To determine whether cortical responses to trial outcome (lose, draw, or win) confounded the interpretation of our results we compared responses to winning trials with losing trials. A number of cortical areas responded more to winning trials than to losing trials (none responded more to the opposite comparison), including motor, somatosensory, and early visual areas (Fig. 6A). The largest effect of trial outcome, however, was in subcortical areas including the bilateral striatum (Fig. 6B), which was evident at much higher statistical thresholds (Fig. 6C) and is consistent with previous reports concerning neural representations of reward (O'Doherty 2004). We also performed an ROI analysis to compare responses of all three outcomes within each of the 10 ROIs described earlier (Fig. 7). The effect of outcome on response amplitude was not significant in any of the six movement-selective ROIs [F(2,35) < 1.8, P > 0.18, ANOVA run independently for each ROI]. Finally, to make absolutely certain there was no influence of trial outcome on the response amplitude of repeat trials (preceded by the same movement) and nonrepeat trials (preceded by a different movement) we split the trials according to outcome (win, lose, or draw) on the current trial and compared repeats and nonrepeats within each of the ROIs for each of the three outcomes (Fig. 8). We then performed an ANOVA, independently for each of the ROIs, and separately for observed and executed repeats and nonrepeats. Each ANOVA had two factors: outcome (win, lose, and draw) and repetition (repeat and nonrepeat). Repetition suppression was statistically significant for both observed and executed repeats in all six of the movement-selective ROIs [F(3,144) > 4.8, P < 0.03], but not in any of the control ROIs. Outcome effects were statistically significant in sIPS (observed movements only, P < 0.04) and in pIPS (both observed, P < 0.01 and executed, P < 0.02), but note that there were also clear repetition-suppression effects in these ROIs for all three outcomes. There were no significant interactions between repetition and outcome in any of the ROIs (P > 0.1).
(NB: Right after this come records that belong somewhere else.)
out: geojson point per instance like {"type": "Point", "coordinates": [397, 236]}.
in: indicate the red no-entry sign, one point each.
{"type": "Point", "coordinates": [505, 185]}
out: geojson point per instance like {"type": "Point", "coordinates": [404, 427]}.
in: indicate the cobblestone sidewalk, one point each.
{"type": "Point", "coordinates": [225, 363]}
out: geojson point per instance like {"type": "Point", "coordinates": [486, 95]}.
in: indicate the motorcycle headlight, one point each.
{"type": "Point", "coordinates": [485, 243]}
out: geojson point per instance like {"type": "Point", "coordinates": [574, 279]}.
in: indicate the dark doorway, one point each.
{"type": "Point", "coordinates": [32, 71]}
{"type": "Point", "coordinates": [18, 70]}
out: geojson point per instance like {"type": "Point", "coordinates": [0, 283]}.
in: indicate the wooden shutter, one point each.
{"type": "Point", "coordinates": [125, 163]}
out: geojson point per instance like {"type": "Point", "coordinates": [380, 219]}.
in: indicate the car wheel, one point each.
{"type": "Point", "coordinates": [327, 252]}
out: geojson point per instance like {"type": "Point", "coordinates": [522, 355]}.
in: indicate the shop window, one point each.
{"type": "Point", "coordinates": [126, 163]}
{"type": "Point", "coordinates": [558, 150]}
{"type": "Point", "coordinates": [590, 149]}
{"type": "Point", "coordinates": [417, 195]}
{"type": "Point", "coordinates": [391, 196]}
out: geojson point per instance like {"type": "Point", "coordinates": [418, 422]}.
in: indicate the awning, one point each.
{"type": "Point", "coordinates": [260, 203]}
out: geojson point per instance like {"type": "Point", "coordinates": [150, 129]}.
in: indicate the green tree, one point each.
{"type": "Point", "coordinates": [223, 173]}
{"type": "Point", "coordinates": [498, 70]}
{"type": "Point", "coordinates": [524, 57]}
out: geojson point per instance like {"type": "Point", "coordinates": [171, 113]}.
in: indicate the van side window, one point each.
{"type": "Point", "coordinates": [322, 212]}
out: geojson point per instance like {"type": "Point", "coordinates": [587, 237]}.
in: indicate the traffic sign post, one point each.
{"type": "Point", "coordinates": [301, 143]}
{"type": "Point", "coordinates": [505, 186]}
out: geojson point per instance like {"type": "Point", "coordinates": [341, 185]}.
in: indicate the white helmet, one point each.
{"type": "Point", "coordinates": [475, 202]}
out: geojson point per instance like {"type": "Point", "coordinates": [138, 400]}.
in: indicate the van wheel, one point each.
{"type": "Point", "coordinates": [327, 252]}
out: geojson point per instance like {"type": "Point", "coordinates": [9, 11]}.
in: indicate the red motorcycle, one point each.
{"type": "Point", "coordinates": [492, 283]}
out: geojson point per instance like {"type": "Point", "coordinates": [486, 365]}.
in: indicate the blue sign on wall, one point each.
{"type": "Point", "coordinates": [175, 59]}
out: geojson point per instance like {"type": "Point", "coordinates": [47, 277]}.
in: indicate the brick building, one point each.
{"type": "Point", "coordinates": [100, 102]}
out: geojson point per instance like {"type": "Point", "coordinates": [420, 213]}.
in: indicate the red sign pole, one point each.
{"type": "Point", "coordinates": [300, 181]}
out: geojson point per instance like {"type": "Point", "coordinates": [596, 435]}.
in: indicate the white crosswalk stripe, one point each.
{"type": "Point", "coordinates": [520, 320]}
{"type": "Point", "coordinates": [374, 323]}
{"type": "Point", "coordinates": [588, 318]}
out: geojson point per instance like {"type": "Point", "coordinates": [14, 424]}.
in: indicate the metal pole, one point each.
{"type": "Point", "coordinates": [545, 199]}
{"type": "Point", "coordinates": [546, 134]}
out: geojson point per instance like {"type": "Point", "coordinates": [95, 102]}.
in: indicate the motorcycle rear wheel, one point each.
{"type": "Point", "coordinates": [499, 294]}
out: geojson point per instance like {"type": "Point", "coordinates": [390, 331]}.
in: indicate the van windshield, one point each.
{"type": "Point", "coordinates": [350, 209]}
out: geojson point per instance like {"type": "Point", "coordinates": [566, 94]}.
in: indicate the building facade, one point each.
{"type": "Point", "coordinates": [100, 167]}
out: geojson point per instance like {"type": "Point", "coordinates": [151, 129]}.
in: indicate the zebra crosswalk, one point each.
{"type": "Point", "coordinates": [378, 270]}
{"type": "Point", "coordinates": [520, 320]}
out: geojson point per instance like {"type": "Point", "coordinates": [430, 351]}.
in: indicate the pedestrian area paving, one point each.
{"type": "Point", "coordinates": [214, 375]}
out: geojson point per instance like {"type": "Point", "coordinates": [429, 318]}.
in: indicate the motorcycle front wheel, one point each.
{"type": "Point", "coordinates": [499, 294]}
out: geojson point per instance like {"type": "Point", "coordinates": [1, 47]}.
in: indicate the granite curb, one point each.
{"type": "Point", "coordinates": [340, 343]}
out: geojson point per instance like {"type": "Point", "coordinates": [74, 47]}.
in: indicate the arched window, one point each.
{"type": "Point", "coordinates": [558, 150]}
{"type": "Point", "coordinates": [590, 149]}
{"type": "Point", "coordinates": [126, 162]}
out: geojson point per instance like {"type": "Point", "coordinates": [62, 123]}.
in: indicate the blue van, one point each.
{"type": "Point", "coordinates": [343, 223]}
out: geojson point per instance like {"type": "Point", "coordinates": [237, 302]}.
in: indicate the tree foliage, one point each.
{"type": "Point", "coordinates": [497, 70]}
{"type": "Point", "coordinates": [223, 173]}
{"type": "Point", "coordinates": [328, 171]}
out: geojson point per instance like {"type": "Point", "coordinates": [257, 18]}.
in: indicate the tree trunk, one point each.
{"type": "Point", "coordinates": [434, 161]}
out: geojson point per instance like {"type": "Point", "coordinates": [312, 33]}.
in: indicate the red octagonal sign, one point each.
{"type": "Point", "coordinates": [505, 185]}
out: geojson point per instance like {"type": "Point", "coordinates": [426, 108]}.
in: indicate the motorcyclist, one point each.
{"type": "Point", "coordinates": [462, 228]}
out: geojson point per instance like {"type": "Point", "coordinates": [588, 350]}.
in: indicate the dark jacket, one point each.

To assess the robustness of motor adaptation we ran a fourth experiment in which subjects performed the RPS movements in randomly shuffled order, according to auditory instructions in the absence of any visual stimulus. Large regions including motor and somatosensory cortex responded during movement execution (Fig. 9A, blue) some of which (Fig. 9A, orange) exhibited motor adaptation (smaller responses to repeated than to nonrepeated movements). Only three ROIs (aIPS, M+S, and vPM) exhibited motor adaptation in both this experiment (Fig. 9B) and the RPS experiment. In fact, compared with area M+S, areas aIFS, vPM, sIPS, pIPS, and LO exhibited rather weak responses during this experiment in contrast to the RPS experiment (compare Figs. 5 and 9B). Note that in this experiment the subjects did not freely choose their movements, they did not compare their executed movements to observed movements, nor did they have any motivation to perform the movements (other than to cooperate with the experimenter's instructions). We attribute the robust difference between the results of the RPS and instructed-movement experiments to these differences in behavioral context, although there were other differences between the two experimental protocols (e.g., number of subjects, timing of each trial).
Adaptation and movement representations
During the RPS game fMRI responses were smaller in several cortical areas when subjects observed or executed the same movement repeatedly (Fig. 3). These smaller responses provide evidence for underlying neural adaptation (repetition suppression) in neurons selective for aspects of the movements being observed or executed. Specifically, the results suggest that there are separate subpopulations of neurons that respond selectively to each of the RPS movements such that each subpopulation adapts when its preferred movement is observed or executed repeatedly. Six cortical areas exhibited overlapping or closely adjacent visual and motor adaptation: aIFS, vPM, aIPS, sIPS, pIPS, and LO (Fig. 3). We propose that these areas contain visual, motor, and visuomotor neurons, which are involved in the neural representation of both observed and executed movements.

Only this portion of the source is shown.